Vale, the world largest iron ore producer, and China Communications Construction Co. (CCCC), a state-owned engineering and construction company to partner for building a 300,000 tonnes/year flat steel mill in the northern Brazilian state of Para.
The memorandum of understanding (MoU) has now been signed between Concremat, Vale and the state government of Pará. Vale is going to provide financial collateral for the project funding. The project is estimated to require BRL 1.5 billion (USD 350 million) capital expenditure (CapEx). The construction is expected to start in 2021 and commercial operations to commence by 2023. Vale will have the option of converting its financial collateral into equity if this becomes necessary in the future.
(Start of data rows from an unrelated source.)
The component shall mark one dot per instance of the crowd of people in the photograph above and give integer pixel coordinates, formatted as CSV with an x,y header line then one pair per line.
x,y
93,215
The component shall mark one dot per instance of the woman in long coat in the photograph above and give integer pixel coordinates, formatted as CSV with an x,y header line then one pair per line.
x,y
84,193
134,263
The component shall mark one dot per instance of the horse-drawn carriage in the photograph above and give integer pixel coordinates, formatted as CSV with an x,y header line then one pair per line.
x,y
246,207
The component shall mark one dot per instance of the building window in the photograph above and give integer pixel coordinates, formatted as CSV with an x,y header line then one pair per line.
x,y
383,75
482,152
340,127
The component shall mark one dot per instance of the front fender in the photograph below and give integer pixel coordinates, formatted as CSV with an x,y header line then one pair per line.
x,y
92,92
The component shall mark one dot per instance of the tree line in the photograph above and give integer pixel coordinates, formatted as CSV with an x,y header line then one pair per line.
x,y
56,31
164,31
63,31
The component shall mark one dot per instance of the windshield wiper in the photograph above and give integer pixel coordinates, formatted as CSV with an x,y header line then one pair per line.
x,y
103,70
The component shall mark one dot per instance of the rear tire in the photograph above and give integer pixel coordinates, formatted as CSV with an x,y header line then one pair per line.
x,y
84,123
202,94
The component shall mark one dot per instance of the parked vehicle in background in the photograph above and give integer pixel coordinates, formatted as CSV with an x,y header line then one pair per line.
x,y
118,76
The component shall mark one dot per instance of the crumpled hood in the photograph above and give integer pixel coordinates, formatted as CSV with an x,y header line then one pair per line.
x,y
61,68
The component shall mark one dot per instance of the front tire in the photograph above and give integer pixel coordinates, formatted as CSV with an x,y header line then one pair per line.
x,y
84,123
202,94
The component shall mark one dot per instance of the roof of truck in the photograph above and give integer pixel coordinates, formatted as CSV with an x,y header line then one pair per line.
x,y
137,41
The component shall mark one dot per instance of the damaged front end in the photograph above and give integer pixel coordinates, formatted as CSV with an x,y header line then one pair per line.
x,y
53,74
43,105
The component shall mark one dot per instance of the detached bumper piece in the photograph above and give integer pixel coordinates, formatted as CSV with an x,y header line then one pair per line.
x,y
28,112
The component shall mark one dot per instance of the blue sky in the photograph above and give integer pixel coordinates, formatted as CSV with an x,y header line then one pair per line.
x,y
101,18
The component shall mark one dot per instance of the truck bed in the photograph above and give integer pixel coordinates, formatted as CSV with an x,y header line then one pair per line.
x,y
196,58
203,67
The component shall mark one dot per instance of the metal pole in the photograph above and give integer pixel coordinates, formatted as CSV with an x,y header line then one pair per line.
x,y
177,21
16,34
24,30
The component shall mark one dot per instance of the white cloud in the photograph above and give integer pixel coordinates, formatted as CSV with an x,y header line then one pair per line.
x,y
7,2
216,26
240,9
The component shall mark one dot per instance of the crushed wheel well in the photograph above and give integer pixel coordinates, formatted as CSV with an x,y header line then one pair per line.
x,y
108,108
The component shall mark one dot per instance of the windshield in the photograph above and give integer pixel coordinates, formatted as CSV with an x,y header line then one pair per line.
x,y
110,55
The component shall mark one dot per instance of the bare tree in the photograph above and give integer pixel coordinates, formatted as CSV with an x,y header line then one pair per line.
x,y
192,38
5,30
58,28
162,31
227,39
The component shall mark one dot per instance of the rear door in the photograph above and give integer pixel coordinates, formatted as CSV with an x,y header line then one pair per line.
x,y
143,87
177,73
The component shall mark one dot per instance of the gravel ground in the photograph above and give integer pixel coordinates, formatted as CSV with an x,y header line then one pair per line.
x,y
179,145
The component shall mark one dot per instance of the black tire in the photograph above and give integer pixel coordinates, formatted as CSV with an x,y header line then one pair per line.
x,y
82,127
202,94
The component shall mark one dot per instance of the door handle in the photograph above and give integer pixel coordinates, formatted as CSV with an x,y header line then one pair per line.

CCCC has been in Brazil since 2016 since it acquired 80% share in Concremats. In 2017, it bought 51% of a port terminal construction project in Maranhao (North East of Brazil), together with WTorre.
Commodity Inside View:
Indeed Brazil already has excess HRC production capacity, though it is concentrated in the Southern states. Often, it is more economically viable for the North and North East states to import, rather than sourcing from the South. The aim of the plant is likely to target this niche market.
A steel mill in the Northern state of Para has been on Vale’s wish list for quite a long time. Initially, Vale planned to build Aços Laminados do Pará (ALPA) as a 100% subsidiary, to produce 2.5 million tonnes/year of slabs, with half being shipped to California Steel and the other half to supply local industries and the merchant slab market. ALPA was supposed to start operations in 2014. However, back in 2013, Vale announced to postpone any further works until 2017. However, construction on the project did not resume. We understand that Vale has abandoned ALPA in favour of Companhia Siderúrgica do Pecém (CSP), in the state of Ceara. CSP is a joint venture between Vale, Dongkuk Steel and POSCO, owning 50% 30% and 20% shares respectively. CSP started slab production in 2016, with 3 Mt of slab production capacity.
We understand that the new CCCC’s mill will require slab as a substrate to produce 300,000 tonnes/year of HRC. There are two viable options for Vale to ensure uninterrupted supply of slab for the new mill. One approach would be to produce slab internally. Vale can use its Tecnored technology for that purpose. The Tecnored technology is capable of producing pig iron with reduced coking coal and also reduce production cost by 30%. It would be a great opportunity for Vale to use its technology on a larger scale since it was used in a 75,000 tonnes/year pilot project in 2011.
The other cost-effective option would be to source slab from CSP. This can be an ideal option as CSP would not be far from the new plant. However, slab prices need to fall from current high levels.